Im Stufenraum sitzen erst wenige aus den anderen Kursen. Alle unterhalten sich aufgeregt über die Klausuren und natürlich werde auch ich gefragt, wie es denn war. Kurz erkläre ich, dass ich einen totalen Blackout hatte, wofür ich von Rachel und Dylan einen mitleidigen Blick ernte.

"Naja nimms nicht so ernst, Jimmy. Jeder verkackt mal eine Arbeit, das kann man alles wieder ausgleichen," versucht Noah mich aufzumuntern. Dass das gar nicht mein Problem ist, sondern eher die Reaktion meiner Eltern, gebe ich nicht bekannt. Muss ja nicht jeder wissen.
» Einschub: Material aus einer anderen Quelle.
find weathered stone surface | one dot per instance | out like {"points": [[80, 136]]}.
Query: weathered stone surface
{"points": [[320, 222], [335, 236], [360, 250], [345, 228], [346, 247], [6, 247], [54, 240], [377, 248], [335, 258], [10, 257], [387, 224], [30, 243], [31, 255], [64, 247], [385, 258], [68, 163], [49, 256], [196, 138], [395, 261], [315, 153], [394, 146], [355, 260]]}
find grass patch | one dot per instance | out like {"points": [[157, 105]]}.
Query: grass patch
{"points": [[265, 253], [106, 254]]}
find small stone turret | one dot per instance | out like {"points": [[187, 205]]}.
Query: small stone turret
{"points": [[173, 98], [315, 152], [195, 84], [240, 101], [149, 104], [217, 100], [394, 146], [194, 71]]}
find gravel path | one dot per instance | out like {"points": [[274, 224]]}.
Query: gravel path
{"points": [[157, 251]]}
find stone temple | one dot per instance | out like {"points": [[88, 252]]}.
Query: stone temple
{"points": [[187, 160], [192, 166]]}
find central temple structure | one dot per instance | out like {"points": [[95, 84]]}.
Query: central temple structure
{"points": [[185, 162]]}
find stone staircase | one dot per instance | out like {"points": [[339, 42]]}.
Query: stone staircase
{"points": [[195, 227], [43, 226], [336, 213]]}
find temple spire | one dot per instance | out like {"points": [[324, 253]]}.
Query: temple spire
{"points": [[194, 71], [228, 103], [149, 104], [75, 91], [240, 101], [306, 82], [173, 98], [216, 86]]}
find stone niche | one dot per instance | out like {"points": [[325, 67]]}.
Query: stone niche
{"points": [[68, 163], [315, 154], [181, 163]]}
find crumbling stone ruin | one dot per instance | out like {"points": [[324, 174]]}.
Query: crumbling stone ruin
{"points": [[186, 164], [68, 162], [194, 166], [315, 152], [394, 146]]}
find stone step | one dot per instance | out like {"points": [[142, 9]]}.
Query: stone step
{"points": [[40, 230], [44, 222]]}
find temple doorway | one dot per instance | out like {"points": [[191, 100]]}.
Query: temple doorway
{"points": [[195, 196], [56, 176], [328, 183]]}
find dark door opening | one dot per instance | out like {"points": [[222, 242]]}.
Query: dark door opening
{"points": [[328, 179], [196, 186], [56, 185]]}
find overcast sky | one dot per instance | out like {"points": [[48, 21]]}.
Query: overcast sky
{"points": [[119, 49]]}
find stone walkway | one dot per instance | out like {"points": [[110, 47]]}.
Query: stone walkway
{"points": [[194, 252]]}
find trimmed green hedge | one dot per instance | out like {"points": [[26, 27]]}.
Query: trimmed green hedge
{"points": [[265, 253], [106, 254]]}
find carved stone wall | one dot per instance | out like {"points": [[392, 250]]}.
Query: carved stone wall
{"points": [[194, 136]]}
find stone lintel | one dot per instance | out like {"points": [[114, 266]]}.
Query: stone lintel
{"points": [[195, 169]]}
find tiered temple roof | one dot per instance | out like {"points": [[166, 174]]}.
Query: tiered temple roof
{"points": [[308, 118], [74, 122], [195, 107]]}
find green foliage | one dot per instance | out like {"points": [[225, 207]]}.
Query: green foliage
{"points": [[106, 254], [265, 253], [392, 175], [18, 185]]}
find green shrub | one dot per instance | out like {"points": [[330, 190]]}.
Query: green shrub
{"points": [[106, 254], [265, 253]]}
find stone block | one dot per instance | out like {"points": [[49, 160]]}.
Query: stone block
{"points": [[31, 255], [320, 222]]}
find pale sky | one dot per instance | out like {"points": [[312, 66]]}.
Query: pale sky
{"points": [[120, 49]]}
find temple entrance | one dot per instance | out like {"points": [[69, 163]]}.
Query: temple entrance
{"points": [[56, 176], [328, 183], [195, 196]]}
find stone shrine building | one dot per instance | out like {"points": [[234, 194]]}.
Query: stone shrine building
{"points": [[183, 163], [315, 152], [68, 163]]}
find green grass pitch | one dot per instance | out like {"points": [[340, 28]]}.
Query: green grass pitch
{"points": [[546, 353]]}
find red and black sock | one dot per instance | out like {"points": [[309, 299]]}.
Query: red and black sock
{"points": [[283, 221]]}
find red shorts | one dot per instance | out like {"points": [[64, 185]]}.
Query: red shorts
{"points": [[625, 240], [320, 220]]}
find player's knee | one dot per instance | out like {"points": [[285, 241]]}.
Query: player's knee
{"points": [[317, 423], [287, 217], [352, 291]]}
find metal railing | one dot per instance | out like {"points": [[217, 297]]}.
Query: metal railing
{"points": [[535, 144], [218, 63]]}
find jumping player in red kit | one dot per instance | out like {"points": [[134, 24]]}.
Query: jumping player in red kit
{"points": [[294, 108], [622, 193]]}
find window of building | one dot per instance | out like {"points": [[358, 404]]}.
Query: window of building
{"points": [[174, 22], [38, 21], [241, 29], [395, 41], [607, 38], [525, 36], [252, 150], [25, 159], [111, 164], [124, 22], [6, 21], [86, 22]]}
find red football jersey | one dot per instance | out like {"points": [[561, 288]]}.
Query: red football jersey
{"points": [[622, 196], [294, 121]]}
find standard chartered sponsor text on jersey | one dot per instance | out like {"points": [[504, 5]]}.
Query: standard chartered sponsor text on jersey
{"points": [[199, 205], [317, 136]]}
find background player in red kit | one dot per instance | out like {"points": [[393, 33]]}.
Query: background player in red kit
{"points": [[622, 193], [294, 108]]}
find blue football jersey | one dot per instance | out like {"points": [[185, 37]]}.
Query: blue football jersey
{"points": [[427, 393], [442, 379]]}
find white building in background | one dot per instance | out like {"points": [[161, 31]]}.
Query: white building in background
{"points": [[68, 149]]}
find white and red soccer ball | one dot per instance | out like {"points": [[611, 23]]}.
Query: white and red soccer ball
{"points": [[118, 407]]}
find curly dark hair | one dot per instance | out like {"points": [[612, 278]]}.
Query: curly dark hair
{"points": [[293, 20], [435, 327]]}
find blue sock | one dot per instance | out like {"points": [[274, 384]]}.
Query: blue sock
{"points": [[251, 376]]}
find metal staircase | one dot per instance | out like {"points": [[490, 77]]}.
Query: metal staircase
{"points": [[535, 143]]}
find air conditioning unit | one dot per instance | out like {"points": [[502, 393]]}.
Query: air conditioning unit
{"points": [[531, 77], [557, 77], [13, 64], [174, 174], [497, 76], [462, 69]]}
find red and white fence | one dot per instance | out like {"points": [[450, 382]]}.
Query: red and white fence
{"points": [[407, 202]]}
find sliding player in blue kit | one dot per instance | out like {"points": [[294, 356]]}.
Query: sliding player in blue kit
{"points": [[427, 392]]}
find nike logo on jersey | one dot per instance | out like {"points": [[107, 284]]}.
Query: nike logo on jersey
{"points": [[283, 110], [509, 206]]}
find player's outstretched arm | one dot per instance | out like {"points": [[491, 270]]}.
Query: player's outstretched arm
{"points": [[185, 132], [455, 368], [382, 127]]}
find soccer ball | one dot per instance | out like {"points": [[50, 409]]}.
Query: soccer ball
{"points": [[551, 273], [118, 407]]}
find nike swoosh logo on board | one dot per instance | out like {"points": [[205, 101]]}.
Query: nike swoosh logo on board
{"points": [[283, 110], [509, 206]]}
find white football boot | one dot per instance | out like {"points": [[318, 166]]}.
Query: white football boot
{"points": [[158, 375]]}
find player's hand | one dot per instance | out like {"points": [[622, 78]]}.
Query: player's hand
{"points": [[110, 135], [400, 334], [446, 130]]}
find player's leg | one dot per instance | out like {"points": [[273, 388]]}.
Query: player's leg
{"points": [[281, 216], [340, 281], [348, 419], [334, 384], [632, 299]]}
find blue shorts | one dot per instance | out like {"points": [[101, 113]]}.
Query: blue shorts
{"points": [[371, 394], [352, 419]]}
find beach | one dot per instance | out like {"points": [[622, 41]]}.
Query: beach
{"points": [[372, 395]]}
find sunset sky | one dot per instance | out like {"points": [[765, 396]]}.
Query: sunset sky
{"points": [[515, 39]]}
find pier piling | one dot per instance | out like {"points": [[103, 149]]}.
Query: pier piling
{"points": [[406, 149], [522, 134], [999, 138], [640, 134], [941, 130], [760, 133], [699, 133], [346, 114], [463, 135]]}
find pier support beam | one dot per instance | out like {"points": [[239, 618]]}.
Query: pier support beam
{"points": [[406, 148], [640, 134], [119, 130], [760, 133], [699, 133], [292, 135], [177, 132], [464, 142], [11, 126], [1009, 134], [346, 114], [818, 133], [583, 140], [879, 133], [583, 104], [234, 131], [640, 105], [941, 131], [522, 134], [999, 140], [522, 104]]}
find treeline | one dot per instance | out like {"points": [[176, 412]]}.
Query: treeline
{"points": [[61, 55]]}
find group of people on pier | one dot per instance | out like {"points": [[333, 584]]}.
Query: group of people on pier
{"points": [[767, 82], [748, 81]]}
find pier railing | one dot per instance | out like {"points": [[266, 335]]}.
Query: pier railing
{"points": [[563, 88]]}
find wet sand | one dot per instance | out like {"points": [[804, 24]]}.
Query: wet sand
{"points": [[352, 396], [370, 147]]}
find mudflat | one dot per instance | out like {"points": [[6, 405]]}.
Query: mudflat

Auch im weiteren verlauf des Tages scheint alles nur erdenkliche schief zu gehen. In Sport kriege ich den Fußball direkt ins Gesicht, woraufhin Blut, den Niagarafällen ähnlich, aus meiner Nase strömt. Dann brauche ich noch Ewigkeiten in der Umkleide, um mein Handy wiederzufinden, welches lediglich unten in meinem Rucksack lag, weshalb ich zu spät komme und meinen Bus verpasse. Und natürlich fängt es auch noch an zu regnen, als ich mich zu Fuß auf den Heimweg mache. Wie sollte es auch anders sein, darf ich mir dann noch von meiner Mutter anhören, dass ich doch direkt nach der Schule nach Hause kommen sollte. Mich erklären, darf ich natürlich nicht. Schweigend setze ich mich an den bereits gedeckten Tisch. 

So schnell wie möglich leere ich meinen Teller und könnte den durchdrehen, als meine Eltern scheinbar ewig brauchen um fertig zu bleiben. Aber natürlich beherrsche ich mich und warte, bis auch sie beiden aufgegessen haben, bevor ich mein Geschirr weg räume und im Zimmer verschwinde.

Da ich sowieso nichts anderes zu tun habe, setzte ich mich an meine Schulsachen. Doch auch dies beschäftigt mich nicht all zu lange. Also geselle ich mich wohl oder übel um 20 Uhr zu meinen Eltern, in der Hoffnung, dass sie vergessen haben, dass ich eigentlich auch Fernsehverbot habe. Aber natürlich ist dies nicht der Fall. Gerade als ich mich auf die Couch setzen möchte, weist mein Vater mich daraufhin und schickt mich wieder heraus.

Super. Soll ich jetzt etwa einfach den ganzen Abend lang in meinem Zimmer sitzen und nichts tun? Ohne Handy, Laptop, Fernseher oder raus zu gehen, bleibt mir ja nichts mehr übrig. Seufzend sehe ich durch meine Regale und Schubladen, in der Hoffnung irgendwas interessantes zu finden. Und als ich gerade aufgeben will, finde ich meinen alten Nintendo wieder. Besser als nichts, denke ich mir, und schalte ihn an. Mario Kart steckt noch drin, weshalb ich dies dann einfach spiele.

Einige Stunden lang spiele ich meine ganze Sammlung durch, bis meine Mutter hereinkommt und verlangt, dass ich endlich schlafe. Sind wir jetzt etwas zehn Jahre in der Zeit zurück gereist, wo noch kontrolliert wurde, wann und ob ich schlafen gehe? Am besten liest sie mir noch eine Geschichte vor. Damit sie nicht weiter nervt, lege ich den Nintendo weg und sage ihr, dass ich mich sofort fertig machen würde. Zufrieden verlässt sie mein Zimmer. 

Seufzend suche ich meinen Schlafanzug auf dem Boden zusammen, bis ich inne halte. Wie absurd ist das ganze hier?
Ich bin 17 und lasse ich von meinen Eltern herum kommandieren wie ein kleines Kind. Bald bin ich volljährig und kann tun und lassen was ich will und so sollten sie mich auch behandeln. Mein ganzes Leben schon, lasse ich mir vorschreiben was ich zu tun und zu lassen habe. Sie haben entschieden, welchen Abschluss ich mache. Dass ich auf die Universität gehen werde. In welchen Badminton Verein ich sollte und welches Instrument ich lerne. Sie haben mir mein Handy ausgesucht und vorgeschrieben wie meine Schulnoten zu sein haben.
Alles was ich getan habe, haben sie bestimmt. Aber ab sofort nicht mehr. Ich lasse mich nicht länger herumschubsen.